The Fort Peck Assiniboine and Sioux Tribes said Wednesday they were notified by Northeast Montana Health Services that two health care workers at the Riverside Family Clinic in Poplar have tested positive for COVID-19.
"Further details of these cases are not available but, consistent with standard protocols, an investigation is underway to identify any persons who may have been in contact with the persons that tested positive to provide appropriate instructions for self-quarantine or other measures," the tribes said in a release.
The cases are the first reported to be associated with a reservation community in Montana.
On Tuesday, state medical director Greg Holzman said 95% of Montanans with known COVID-19 cases were white, 3.5% are Native, 0.4% black, 0.4% Asian-American and 0.4% are other. Indian Health Services has reported 13 positive tests from its Billings area, out of 1,186 tested, though this area covers Montana and Wyoming and there were no details about where those positive cases were.

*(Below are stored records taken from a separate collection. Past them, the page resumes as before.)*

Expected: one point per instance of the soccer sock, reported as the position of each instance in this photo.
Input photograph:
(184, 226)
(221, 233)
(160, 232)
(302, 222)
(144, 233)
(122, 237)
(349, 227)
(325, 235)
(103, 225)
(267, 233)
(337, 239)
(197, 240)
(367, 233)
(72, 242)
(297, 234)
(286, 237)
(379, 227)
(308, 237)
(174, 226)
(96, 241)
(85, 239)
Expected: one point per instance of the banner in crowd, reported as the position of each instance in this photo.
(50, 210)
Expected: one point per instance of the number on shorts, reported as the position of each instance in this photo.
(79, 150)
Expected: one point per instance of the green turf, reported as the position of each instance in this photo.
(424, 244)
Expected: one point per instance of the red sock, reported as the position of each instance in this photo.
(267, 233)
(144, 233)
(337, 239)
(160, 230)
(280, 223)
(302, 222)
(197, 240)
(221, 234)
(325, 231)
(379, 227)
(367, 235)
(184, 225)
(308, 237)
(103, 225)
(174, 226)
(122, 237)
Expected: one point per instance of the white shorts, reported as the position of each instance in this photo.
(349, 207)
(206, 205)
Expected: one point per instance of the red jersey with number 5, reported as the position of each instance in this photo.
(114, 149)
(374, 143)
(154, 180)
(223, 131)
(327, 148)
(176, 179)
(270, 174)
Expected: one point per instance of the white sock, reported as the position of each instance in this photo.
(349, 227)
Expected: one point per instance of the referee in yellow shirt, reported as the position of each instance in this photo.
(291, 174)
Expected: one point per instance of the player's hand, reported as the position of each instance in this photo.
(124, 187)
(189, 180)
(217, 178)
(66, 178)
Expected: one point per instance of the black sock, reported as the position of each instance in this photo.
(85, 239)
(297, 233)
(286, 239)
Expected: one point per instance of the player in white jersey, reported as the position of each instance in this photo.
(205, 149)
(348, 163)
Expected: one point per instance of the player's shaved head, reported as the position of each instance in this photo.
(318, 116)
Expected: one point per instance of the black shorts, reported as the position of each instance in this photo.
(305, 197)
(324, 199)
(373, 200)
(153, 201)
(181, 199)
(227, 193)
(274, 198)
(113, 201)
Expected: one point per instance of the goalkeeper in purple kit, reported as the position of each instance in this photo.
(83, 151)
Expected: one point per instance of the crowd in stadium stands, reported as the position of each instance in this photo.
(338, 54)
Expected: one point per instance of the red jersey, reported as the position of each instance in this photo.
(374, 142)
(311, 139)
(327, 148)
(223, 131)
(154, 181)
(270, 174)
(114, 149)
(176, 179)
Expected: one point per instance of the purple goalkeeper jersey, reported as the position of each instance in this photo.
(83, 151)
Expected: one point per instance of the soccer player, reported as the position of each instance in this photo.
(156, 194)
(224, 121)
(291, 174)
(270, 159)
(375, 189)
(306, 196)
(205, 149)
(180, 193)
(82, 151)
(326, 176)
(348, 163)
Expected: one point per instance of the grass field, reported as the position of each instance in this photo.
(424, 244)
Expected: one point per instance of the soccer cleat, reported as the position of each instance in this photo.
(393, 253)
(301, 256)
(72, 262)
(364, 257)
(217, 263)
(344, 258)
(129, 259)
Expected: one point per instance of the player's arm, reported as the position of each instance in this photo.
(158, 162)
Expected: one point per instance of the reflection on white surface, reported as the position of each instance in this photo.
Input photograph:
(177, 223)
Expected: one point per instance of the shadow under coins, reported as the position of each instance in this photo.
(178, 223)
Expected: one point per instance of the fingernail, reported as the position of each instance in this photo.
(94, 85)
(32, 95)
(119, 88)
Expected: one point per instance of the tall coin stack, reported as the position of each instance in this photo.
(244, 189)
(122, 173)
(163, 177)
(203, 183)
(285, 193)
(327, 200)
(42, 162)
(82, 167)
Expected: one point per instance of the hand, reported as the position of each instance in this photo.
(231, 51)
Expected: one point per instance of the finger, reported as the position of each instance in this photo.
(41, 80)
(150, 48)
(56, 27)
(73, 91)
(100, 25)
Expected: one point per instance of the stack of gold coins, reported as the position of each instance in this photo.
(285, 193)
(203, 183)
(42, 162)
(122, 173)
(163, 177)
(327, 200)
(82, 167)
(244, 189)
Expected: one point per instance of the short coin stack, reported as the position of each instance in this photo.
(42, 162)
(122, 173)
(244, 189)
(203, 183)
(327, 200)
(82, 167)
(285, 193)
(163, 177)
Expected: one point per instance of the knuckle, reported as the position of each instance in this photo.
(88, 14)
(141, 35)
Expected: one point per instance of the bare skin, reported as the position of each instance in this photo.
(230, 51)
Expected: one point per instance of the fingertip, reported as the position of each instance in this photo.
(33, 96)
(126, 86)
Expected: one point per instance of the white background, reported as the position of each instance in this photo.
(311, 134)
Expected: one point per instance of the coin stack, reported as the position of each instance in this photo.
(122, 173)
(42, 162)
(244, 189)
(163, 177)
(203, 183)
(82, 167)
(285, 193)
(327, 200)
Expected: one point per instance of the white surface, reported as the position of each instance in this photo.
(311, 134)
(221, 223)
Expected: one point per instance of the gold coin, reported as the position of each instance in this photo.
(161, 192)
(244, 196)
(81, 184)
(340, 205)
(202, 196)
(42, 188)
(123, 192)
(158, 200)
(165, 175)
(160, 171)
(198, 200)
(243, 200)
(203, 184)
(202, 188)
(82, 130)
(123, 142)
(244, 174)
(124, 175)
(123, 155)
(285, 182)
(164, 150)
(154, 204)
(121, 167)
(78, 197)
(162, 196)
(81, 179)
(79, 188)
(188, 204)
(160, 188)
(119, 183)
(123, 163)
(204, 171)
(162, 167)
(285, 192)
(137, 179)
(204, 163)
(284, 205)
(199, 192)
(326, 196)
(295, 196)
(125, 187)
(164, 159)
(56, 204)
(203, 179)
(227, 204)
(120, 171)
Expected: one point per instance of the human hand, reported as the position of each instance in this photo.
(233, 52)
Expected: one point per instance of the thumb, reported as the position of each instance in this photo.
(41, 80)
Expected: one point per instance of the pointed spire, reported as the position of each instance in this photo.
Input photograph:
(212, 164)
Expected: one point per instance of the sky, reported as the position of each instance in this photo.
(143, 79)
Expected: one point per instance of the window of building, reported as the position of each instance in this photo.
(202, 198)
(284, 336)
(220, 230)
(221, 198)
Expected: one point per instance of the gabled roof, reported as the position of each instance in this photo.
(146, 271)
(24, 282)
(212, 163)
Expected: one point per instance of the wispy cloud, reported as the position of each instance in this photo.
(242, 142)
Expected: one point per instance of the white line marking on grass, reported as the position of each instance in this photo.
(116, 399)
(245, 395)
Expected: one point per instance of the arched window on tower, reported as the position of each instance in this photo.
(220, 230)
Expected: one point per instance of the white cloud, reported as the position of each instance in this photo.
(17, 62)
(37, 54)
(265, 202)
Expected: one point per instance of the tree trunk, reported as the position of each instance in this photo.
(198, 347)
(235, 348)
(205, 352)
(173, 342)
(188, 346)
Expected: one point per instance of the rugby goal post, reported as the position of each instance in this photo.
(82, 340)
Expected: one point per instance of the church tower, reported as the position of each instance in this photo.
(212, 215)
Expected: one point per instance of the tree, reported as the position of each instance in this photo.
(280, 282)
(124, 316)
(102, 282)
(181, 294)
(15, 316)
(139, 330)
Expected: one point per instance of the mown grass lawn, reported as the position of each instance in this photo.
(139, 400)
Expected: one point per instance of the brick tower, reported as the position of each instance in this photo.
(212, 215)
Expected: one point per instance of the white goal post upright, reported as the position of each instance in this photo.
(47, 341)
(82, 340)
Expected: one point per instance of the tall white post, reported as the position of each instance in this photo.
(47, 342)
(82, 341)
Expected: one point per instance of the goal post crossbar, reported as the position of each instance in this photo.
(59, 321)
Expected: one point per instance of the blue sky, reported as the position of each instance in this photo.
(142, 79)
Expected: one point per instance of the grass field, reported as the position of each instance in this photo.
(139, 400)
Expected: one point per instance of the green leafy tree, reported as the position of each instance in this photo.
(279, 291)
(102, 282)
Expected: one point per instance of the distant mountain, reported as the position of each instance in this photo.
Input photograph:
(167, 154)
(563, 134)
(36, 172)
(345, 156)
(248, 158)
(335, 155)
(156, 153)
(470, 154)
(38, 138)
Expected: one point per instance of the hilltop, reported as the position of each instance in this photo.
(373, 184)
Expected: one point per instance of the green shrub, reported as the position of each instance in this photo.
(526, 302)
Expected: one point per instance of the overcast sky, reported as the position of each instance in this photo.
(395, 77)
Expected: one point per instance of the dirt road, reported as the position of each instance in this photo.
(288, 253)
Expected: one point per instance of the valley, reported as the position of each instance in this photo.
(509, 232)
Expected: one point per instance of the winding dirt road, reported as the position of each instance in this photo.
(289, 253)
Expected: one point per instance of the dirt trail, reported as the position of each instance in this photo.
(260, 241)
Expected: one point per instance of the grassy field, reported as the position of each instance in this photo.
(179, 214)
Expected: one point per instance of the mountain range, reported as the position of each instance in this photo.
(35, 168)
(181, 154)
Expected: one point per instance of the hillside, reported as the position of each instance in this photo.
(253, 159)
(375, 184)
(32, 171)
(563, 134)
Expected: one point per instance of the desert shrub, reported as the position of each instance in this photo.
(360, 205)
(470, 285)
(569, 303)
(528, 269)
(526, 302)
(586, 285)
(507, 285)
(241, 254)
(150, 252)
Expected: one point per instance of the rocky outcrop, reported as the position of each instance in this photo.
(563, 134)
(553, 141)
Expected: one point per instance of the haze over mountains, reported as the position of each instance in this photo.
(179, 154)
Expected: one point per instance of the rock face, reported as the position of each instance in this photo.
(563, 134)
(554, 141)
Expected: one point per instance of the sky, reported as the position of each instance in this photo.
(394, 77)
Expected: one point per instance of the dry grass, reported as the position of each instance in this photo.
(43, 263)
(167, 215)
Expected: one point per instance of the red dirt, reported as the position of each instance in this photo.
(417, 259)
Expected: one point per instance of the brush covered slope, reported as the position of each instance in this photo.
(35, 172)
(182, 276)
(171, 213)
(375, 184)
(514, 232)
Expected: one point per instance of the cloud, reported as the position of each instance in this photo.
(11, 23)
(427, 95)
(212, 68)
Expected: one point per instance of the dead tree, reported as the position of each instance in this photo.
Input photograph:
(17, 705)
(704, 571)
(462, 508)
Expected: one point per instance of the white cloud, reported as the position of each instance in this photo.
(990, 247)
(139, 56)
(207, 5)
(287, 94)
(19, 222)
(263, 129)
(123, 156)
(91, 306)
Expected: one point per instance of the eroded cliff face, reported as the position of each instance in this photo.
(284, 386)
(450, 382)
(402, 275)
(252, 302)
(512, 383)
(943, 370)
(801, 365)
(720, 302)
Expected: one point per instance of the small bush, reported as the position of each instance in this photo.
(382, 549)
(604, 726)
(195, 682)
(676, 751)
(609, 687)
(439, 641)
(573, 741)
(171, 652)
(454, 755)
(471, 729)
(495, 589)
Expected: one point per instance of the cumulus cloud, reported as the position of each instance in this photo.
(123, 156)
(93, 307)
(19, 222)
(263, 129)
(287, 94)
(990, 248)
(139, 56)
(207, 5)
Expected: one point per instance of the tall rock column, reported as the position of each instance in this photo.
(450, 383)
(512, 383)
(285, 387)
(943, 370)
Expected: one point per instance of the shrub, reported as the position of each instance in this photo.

Montana reached 332 known COVID-19 cases Wednesday, with six deaths reported statewide and 31 hospitalizations.
The state also reported 135 recoveries, a number recently added to a website with COVID-19 information.
The state public health laboratory in Helena has processed 7,398 tests for Montanans, though that figure does not capture tests health care providers send to private labs. Positive results from private labs are included in the state totals.
Gallatin County remains the state's hot spot, with 120 cases by Wednesday.
Yellowstone County has 48 cases; Flathead has 31; Missoula has 25; Toole has 17; Lewis and Clark has 16; Cascade and Butte-Silver Bow each have 11; Madison has eight; Park and Lincoln have seven; Lake has five; Broadwater has four; Carbon, Anaconda-Deer Lodge and Ravalli all have three; Glacier, Jefferson, Richland and Roosevelt each have two; and Beaverhead, Hill, Liberty, Meagher and Musselshell all have one.
Toole County, with a population of about 4,800, has been hit especially hard by the virus at least in part because of an outbreak in an assisted living facility there. Three of the state's six deaths have been there.
On Monday, a model from the Institute for Health Metrics and Evaluation at the University of Washington issued a projection that decreased the number of deaths in Montana and needed hospital beds due to COVID-19, though in-state experts have urged caution about using that model.